"Ker Bonk Bingley"
41 x 83 cm.
When the Bingley Relief Road was opened by John Prescott, one of my Janescapes was chosen to be presented to the people of Bingley to mark the occasion.
John Prescott performed the opening ceremony, and received the picture on behalf of the people of Bingley. The picture is now on display in Bingley Library
For as long as I can remember I have always painted. I just love paint. If a day passes without painting I feel quite saddened and deprived.
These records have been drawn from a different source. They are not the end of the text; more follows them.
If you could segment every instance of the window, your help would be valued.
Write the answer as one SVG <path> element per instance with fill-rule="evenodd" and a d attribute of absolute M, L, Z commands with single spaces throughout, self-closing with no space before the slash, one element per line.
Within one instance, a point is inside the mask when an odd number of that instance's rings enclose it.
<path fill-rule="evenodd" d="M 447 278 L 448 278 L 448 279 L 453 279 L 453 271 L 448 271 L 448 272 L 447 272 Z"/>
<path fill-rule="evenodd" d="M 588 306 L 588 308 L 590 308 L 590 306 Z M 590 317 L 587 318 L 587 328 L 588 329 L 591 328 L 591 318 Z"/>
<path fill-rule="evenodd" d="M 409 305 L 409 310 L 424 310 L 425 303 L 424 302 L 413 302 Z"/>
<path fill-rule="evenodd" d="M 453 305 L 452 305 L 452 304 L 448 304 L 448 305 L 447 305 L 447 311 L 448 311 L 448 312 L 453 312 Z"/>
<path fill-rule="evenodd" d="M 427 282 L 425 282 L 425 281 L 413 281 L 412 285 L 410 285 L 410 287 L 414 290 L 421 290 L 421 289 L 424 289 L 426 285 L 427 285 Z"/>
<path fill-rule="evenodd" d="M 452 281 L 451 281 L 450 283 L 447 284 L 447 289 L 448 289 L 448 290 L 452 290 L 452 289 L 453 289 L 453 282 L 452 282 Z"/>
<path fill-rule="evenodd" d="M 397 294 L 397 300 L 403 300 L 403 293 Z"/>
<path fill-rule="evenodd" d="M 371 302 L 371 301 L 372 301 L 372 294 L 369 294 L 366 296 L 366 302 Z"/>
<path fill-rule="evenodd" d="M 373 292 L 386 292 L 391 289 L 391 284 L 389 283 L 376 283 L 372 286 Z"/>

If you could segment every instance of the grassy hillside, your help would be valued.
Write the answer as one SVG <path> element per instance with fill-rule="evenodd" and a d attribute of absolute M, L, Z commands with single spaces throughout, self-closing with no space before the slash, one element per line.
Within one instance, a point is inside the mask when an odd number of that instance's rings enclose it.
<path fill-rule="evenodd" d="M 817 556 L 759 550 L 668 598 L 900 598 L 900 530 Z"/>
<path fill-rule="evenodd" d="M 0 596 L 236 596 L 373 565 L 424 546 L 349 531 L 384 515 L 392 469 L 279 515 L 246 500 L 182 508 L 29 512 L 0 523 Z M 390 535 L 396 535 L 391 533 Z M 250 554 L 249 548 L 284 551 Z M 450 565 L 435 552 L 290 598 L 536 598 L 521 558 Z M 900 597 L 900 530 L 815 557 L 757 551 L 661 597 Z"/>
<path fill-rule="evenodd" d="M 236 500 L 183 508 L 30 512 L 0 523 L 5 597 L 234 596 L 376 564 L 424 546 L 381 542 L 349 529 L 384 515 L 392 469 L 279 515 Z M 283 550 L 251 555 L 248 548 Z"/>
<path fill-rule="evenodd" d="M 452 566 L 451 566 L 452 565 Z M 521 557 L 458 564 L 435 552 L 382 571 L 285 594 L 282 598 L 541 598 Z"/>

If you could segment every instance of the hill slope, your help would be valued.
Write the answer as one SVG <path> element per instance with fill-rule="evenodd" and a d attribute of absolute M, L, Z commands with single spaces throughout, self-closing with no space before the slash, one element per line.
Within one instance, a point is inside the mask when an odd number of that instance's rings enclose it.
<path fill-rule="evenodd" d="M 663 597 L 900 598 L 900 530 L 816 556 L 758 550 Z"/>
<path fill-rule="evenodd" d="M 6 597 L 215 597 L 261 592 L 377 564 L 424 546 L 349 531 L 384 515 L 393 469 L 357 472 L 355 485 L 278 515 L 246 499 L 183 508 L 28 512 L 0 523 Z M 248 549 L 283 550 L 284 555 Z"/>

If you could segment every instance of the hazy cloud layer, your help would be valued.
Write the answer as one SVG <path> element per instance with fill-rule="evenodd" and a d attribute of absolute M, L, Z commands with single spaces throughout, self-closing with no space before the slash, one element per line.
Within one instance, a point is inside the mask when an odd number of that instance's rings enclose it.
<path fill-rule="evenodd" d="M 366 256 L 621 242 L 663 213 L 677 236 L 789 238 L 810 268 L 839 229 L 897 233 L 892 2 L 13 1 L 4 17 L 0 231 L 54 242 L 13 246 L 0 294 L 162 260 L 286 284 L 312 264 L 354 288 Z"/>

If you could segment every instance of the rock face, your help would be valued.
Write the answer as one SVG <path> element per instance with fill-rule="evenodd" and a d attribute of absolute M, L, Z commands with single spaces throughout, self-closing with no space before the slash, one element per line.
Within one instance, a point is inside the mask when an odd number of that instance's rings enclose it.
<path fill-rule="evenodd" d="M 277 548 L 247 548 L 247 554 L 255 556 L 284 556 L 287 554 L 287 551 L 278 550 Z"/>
Until quite recently I have never really had a particular style, subject matter or medium. I never drew outlines. It was almost a rule I had set myself. Then in the spring of 2000 as a result of a dream I started to outline the buildings from this dream, using drawing pen and some wonderful watercolour paper I had acquired. As soon as I had drawn it I felt a need to paint. I found it a fascinating and refreshing way to work, and painting after painting followed in this style. Wherever I went I saw beautiful urban landscapes before me. This area is so rich in wonderfully laid out patterns all just waiting to be captured. My eyes constantly search for repeating patterns that can span the pages.
It was not long before I was enticed by the rows and rows of bollards that were arriving in Bingley in preparation for the long awaited relief road. It was heaven. The red and white cones brought life to the grey buildings around Bingley and they began appearing in my work.
A particular style was developing. It was hard describing the "quirky urban landscapes", "strange townscapes" etc and they became christened by my husband "Janescapes".
The first relief road painting of bollards, terraces and washing I named "Make way for the bypass". Since then, many have followed. They have been a great joy to paint.
This one is entitled "Ker Bonk Bingley" due to the resounding thud made by the pile-drivers hammering at the constructions over the bog. Most of my painting have a few words written on the reverse. This one says
"Every morning I am awoken by the bong bong bong of the pile drivers working on the Bingley Relief Road. Suddenly the noise stops, the air is still, everything is silent. You wait with bated breath for something to happen. It reminds me of the old westerns when the drumming stopped & the Indians attacked."
On a bright day, I can look across the never ending rows of terraces with their chimneys casting black shadows, echoed by the vast mill chimneys, contrasted by rows of billowing washing, bright bollards and American tan stockings, and think it is the most beautiful place in the world.
I feel so lucky and honoured to have one of my paintings displayed in the library. Thank you everybody.